Speaking of the proto-grooms, the girl’s date only has one job: Show the hell up. There should be no complications with hairdressers, nail ladies and/or tailors. Get your tux and bring your ass. There’s a reason most guys look very similar, and it’s not the fact that they just don’t really give a shit (though many don’t). It has been impressed upon them from jump to simply throw the uni on and get to work. Show up and look groomed enough so as not to ruin the girl’s prom photo (Sidebar 2: I was steadily trying to look fly at the prom. The way I saw it, I (read: my parents) had to pony up a few hundred bucks anyway, so I might as well look clean. Damn the girls, I was pretty as hell in my tux. Do with that last bit of information what you will).
I mean, you as the dude are little more than human statuary and your fake smile better be on point (for the record, mine is terrible). And the pictures, my goodness. I’m pretty sure you could do a flip book composed just of pre-prom photos. First with mom. Then with mom and dad. Then with her. Her with her folks. Then (maybe) a weird family shot. All the while, the dad is exuding that sweet “I’ll bury you in the Meadowlands” aura, which is quite pleasant. Then finally, you take off in the limo, and collectively exhale for the first time in roughly 12 hours (three months for girls). By the time you get to the reception, there’s a wasteland of women’s footwear in the corner and there are various degrees of dress hiking (by the girls) while some song or another commands all present to dance in some absurd or mildly inappropriate manner (Sidebar 3: Going with the whole money spent issue, I kept every piece of my tux on till just about the bitter end. It was a principle thing).

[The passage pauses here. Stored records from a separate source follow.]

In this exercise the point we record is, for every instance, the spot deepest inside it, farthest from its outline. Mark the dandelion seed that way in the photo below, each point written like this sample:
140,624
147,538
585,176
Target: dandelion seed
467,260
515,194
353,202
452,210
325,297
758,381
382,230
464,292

I’m a grown-up now, in that half-decade in college sort of way, and proms aren’t a concern anymore (unless you’re, you know, a pervert). The margin for error continues to narrow. After prom there was a party at someone’s house, and you woke up the next morning, went to brunch and it was over. After grown-up prom someone’s married to someone else for the rest of their lives, or at least until they get bored with them. And even if you aren’t the person getting married, there’s still that lingering sense of permanence. That’s your buddy and his WIFE. On the brighter side of things, weddings are one of the few places where it is socially acceptable to be drunk-face after the age of 22, so you can at least cope on your buddy’s parents’ dime.
The above assumes that you’re even invited. Just like pre-prom, the wedding process can get ugly. Remember how that friend who didn’t get in your prom limo was mad for like two months afterwards? Well, that person you leave out of the wedding party will feel the same. For the rest of your lives. Someone once said the Romans exercised bloodless practice so that war could be practices in bloody exercise. I wonder if they had proms too.
Penultimate Thought: My junior prom was the first time I had my breath taken away by a young lady. Her name was Celia Coll and she is unfortunately no longer with us. It would be self-serving to say I miss her all the time, for we weren’t terribly close, but I can say she will always have a special place in my heart for giving me that moment.
Final Thought: You should always talk people out of bad tattoo ideas.
Jon Pitts-Wiley wants to apologize for not including you in his prom limo.